In our society, it is easy to lose sight of the web. To mend our hoop, our protective gauze, we must envision the whole ecology and not only the parts. Yet, even in the dark, we can find the faithful remnants and begin to weave. And as our hands hold the strands, the strands begin to hold us.
In a previous book, Childhood's Future, I described the new web that must be woven to support children; this book furthers that theme, but shifts the emphasis to other passages of our lives.
For many years, as a columnist for The San Diego Union-Tribune, I have been drawn to people who are acutely aware of the web, even if they call it by other names. In Kansas, a woman in her nineties, who is God's friend but asks nothing of Him; a Chippewa chaplin who liberates prisoners through a burning doorway in time and space; a woman in Oregon who has found her one true place; a Navajo flutist who helps people listen to their inner voicesand my wife and children and friends and many others who teach me daily about the connections of time and spirit.
This book is a collection of thoughts, theirs and mine, about the web in our lives, and our lives in the web.
The Strand of Family
Although it is made of thin, delicate strands, the web is not easily broken. However, a web gets torn every day by the insects that kick around in it, and a spider must rebuild it when it gets full of holes.
E.B. White
The Little Things
THE LITTLE THINGS. The click of your wife's makeup bottles and brushes in the bathroom in the morning, the subsurface sound of them, a kind of music. The accompaniments: the older boy's bedroom door opening and shutting in haste, a faucet running, a gust of wind in the eucalyptus, the last rain on the window. The little things are what we remember, what we know, of family life. Of life.
The large events have their place, but even the large events of a family's passage are assembled from little things. The rush to the emergency room and the way the air feels there and the brave little chin thrust up beneath the mask, the small choked cry and the soundespecially this soundof the thread being pulled through the wound, and the way the little hand holds tight to your finger. The little things.

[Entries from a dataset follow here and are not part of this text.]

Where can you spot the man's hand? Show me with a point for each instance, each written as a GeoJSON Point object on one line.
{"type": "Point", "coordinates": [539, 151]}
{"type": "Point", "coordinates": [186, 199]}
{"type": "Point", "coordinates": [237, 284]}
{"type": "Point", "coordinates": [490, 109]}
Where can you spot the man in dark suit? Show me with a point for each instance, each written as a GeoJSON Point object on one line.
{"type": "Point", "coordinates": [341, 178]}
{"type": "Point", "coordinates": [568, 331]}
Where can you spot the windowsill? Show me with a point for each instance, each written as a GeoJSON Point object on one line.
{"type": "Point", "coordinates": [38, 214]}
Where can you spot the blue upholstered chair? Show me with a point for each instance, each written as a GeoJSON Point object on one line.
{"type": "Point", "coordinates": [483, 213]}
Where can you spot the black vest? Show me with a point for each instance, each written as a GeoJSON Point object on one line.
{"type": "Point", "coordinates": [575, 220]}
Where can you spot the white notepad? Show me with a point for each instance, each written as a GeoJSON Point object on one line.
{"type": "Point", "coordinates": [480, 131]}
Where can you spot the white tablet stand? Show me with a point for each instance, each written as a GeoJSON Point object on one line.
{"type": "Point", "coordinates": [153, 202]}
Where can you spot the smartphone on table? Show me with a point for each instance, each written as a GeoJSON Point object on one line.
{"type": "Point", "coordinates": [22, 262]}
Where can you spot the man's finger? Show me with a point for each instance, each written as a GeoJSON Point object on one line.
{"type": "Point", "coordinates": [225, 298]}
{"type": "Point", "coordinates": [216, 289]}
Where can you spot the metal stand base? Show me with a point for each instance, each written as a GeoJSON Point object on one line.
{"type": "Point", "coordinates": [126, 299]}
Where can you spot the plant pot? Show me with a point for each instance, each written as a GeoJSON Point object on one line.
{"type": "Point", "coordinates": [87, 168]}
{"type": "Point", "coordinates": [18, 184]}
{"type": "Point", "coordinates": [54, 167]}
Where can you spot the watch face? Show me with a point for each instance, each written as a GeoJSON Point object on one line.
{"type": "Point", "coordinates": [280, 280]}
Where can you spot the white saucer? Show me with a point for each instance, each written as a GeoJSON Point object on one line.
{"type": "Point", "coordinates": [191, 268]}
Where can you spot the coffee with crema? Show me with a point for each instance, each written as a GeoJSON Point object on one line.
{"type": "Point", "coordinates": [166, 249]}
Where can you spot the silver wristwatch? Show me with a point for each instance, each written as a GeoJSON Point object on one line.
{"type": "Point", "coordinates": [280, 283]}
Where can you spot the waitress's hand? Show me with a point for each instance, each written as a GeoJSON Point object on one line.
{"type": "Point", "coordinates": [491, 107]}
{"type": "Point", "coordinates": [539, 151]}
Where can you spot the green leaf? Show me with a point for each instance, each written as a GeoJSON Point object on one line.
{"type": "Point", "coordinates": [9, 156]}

Without realizing it, we can neglect the little things.
Though I have never divorced and my vow is for life, I have like most people experienced a broken relationship or two. Grief does not attach itself so much to the empty space left by the other person, a loss often too abstract to grasp, but to the little things. The vertical space in the closet where familiar clothes once hung. The smell on the pillow or, on the street, a stranger's accent that conjures up a silenced voice.
When our parents and loved ones die, little things come back. Returning home after a death, you find a quilt that wrapped around you long ago, and you remember how the hands felt as they tucked you in. You find yourself startled by the way the dishes are arranged in your parent's kitchen cabinet; you are surprised because you know the arrangement, and you did not know it was so familiar until you looked at it within the context of loss.
The impression most remembered from my grandmother's death is not of the large fact of her body in the casket, but of coming into her cold kitchen a few days afterward and seeing the jar of mincemeat cookies, which she often made for me and my brother. In the jar, then, they were covered with mold.